On 23.9.2005, at 18:04, John Peacock wrote:
Timo Sirainen wrote:
While the maildir format itself is simple, it's actually really difficult to handle correctly when the maildir is changing under us. Files can be renamed at any time so you'll have to be prepared to look for the file's new name at any time. Filesystems also don't work the way maildir assumes they do, so you have to work around their limitations too.
I thought that was the point of dovecot-lda, so that you know that dovecot is the only process touching the message files and can update the indexes as things change, rather than after the fact.
Dovecot still can't know that it's the only one, but I had been thinking about adding an option to make Dovecot assume it's the only program modifying the maildir. That should avoid scanning the cur/ directory constantly. Except that probably still requires some changes since up-to-date maildir filenames aren't stored anywhere, but maybe they could be guessed by looking at the base filename and mail's current flags from indexes and generating the most-likely filename based on them (or did I already have that code..? :)
This could possibly be also automatically set per mailbox.
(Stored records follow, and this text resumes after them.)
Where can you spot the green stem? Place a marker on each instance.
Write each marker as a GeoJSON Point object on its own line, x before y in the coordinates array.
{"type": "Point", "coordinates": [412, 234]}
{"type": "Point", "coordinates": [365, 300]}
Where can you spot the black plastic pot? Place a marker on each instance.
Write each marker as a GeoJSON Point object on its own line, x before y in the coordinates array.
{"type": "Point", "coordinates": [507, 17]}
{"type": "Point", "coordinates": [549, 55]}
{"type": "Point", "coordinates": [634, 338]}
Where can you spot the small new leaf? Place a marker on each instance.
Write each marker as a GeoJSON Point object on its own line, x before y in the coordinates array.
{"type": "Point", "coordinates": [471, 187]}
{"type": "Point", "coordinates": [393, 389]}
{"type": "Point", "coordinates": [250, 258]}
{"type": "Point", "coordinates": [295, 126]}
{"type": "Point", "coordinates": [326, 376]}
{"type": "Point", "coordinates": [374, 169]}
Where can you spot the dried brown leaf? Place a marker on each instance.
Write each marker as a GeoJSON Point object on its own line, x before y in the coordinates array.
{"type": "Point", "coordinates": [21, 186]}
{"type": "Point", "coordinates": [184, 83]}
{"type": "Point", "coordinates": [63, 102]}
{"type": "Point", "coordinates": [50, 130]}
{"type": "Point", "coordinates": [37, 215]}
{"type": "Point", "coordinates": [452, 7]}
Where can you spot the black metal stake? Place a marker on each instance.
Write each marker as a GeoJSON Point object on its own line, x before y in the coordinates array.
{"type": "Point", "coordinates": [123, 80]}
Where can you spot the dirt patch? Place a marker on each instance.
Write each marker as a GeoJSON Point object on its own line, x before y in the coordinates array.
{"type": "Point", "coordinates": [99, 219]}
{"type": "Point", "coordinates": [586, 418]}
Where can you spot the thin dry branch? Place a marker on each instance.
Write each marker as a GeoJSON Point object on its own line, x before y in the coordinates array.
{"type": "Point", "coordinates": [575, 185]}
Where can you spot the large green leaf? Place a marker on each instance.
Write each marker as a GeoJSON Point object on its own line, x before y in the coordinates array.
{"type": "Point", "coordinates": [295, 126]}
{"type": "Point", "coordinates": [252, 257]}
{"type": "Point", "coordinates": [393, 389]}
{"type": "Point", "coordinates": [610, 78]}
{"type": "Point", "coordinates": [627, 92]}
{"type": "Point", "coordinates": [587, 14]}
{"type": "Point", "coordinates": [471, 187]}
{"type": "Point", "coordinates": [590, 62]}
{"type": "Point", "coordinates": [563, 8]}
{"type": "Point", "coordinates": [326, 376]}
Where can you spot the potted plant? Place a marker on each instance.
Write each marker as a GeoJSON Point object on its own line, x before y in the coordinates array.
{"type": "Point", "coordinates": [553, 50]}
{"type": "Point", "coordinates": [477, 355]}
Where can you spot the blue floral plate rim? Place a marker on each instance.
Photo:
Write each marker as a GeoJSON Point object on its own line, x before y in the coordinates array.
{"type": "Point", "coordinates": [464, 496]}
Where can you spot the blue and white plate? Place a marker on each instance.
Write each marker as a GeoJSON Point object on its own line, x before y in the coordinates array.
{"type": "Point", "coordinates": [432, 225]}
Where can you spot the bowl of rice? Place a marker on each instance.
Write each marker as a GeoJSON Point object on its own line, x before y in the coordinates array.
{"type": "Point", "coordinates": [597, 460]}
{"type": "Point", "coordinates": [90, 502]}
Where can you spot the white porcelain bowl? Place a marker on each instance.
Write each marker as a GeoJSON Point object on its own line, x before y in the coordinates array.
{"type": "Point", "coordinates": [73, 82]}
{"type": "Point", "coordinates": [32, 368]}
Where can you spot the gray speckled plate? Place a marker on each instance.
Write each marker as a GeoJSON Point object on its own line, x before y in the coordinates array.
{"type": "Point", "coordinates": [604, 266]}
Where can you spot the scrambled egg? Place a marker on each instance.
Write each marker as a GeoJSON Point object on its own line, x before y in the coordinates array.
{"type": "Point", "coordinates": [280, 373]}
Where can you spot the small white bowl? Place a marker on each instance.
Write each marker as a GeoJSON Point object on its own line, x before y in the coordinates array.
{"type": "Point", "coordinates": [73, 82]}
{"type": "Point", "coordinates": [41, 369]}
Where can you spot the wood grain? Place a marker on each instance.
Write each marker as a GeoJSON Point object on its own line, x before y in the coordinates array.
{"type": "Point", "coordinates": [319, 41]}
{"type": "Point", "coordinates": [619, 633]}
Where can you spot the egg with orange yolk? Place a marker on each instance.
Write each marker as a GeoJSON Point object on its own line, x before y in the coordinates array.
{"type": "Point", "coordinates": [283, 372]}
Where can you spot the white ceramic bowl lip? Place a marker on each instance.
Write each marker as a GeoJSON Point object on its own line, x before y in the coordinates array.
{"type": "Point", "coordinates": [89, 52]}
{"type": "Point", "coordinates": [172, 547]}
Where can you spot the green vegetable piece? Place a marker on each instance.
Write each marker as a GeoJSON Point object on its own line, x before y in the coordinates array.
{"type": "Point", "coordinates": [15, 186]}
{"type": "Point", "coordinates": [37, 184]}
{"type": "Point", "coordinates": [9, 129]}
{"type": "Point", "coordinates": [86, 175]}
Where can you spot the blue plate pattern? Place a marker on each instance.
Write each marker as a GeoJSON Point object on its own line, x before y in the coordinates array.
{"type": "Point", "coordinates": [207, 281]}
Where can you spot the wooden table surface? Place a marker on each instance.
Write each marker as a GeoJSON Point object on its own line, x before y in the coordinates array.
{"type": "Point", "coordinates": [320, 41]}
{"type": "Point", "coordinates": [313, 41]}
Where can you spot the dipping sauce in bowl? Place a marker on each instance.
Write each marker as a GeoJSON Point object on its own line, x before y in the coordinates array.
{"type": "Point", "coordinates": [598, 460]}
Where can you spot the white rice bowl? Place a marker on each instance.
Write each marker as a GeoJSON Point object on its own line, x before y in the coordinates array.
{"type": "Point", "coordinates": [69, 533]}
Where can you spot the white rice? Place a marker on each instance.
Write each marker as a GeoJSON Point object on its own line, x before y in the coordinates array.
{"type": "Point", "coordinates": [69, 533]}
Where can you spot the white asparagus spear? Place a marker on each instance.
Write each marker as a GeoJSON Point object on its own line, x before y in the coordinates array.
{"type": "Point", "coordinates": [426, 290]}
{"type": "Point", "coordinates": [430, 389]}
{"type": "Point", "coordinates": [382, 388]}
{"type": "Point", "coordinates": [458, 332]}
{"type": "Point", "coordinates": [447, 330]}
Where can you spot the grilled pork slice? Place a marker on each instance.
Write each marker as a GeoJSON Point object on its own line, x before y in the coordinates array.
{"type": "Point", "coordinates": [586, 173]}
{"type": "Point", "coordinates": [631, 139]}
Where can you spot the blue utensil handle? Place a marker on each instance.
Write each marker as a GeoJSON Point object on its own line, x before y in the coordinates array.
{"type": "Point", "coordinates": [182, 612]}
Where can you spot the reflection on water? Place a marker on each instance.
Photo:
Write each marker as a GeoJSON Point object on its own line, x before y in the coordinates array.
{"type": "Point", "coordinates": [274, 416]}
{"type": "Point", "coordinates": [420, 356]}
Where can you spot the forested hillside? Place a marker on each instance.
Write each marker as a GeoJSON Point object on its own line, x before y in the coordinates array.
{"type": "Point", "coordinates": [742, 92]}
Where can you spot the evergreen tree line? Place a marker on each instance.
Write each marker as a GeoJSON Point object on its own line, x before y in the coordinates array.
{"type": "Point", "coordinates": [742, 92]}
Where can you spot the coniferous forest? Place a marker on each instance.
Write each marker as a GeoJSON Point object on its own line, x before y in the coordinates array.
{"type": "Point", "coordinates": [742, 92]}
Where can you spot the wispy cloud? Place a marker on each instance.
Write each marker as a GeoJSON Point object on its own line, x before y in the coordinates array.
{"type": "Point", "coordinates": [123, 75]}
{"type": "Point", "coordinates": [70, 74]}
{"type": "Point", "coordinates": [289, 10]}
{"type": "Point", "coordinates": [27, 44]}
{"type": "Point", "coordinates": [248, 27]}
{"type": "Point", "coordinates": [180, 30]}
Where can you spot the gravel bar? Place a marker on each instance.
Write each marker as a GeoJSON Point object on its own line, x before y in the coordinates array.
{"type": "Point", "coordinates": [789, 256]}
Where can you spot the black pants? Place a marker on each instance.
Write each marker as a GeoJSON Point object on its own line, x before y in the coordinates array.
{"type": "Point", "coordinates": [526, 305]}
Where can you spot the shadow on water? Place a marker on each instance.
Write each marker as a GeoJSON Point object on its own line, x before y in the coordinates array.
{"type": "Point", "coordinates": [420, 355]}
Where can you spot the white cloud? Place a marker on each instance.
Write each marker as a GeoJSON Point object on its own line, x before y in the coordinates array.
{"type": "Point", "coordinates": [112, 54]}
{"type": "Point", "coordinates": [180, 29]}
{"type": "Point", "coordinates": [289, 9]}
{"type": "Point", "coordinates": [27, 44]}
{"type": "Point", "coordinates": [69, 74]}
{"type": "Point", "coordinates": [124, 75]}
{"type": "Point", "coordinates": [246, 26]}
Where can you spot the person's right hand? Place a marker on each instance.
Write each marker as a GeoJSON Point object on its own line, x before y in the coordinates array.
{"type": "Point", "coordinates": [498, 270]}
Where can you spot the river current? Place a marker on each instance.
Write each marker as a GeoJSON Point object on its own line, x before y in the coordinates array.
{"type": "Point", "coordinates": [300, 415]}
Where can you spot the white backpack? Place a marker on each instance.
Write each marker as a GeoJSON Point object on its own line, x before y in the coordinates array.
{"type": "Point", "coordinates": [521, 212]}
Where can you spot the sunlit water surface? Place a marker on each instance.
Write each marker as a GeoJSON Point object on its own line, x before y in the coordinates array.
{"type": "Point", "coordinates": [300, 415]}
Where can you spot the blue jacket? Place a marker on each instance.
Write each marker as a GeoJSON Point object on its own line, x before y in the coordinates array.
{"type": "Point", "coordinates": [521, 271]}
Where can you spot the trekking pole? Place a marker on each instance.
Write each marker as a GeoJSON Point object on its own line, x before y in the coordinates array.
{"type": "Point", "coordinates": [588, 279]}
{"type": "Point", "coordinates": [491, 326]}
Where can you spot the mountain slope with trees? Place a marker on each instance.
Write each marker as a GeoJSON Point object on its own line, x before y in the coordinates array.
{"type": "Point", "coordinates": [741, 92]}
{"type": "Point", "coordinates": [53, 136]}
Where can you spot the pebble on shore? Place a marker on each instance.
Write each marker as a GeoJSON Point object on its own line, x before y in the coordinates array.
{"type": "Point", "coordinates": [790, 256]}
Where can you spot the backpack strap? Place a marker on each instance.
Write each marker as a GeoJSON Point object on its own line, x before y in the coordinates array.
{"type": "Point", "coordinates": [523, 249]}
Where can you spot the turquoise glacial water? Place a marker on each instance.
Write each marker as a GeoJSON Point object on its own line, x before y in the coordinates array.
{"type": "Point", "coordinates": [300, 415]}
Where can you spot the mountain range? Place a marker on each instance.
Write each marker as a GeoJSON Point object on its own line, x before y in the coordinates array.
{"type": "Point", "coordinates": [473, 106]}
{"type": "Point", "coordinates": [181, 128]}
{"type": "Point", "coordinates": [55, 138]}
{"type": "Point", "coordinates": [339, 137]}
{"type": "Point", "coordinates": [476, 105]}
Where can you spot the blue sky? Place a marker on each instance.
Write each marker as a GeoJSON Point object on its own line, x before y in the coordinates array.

If user always expunges all mails at a time (POP3) or never expunges (mailing list archives), there would be only a single file.
If you are thinking that way, it might be useful to mark mailboxes as either:
a) sequential access (most POP3 and archives); b) random access (IMAP).
and provide different tuning based on usage expectations, rather than trying to actively tune. Then the system admin could choose which fits their needs best; we only have a few people using POP3 and everyone else is IMAP, and I frankly don't care what kind of performance the POP3 people have.
I haven't really thought about this yet, but a global setting wouldn't usually be enough for all users and I'm not sure how it can be set per-user or per-mailbox in any useful way.
I think SQL database as a mail store would have much worse performance than with any filesystem based mail store.
Except that with clustering, you could have multiple DB servers getting hit by multiple dovecot servers. SQL could potentially scale to much larger environments than filesystem support.
How did you think it would work?
One way to do it would be to distribute users to different SQL servers. That's just as possible with filesystems.
If you thought about some kind of database that is distributed across multiple computers.. Well, that would probably work, but I haven't heard much of them being in any actual use. Probably because they all cost too much. I don't think PostgreSQL or MySQL had support for these kind of clusters yet?
There are also clustered filesystems that are distributed across multiple computers. Dovecot already works with them.
Plus, think of all the neat fulltext indexing possibilities.
Unfortunately that doesn't help with IMAP at all, and might make it actually more difficult and slower to implement the kind of indexing that would benefit IMAP's SEARCH command.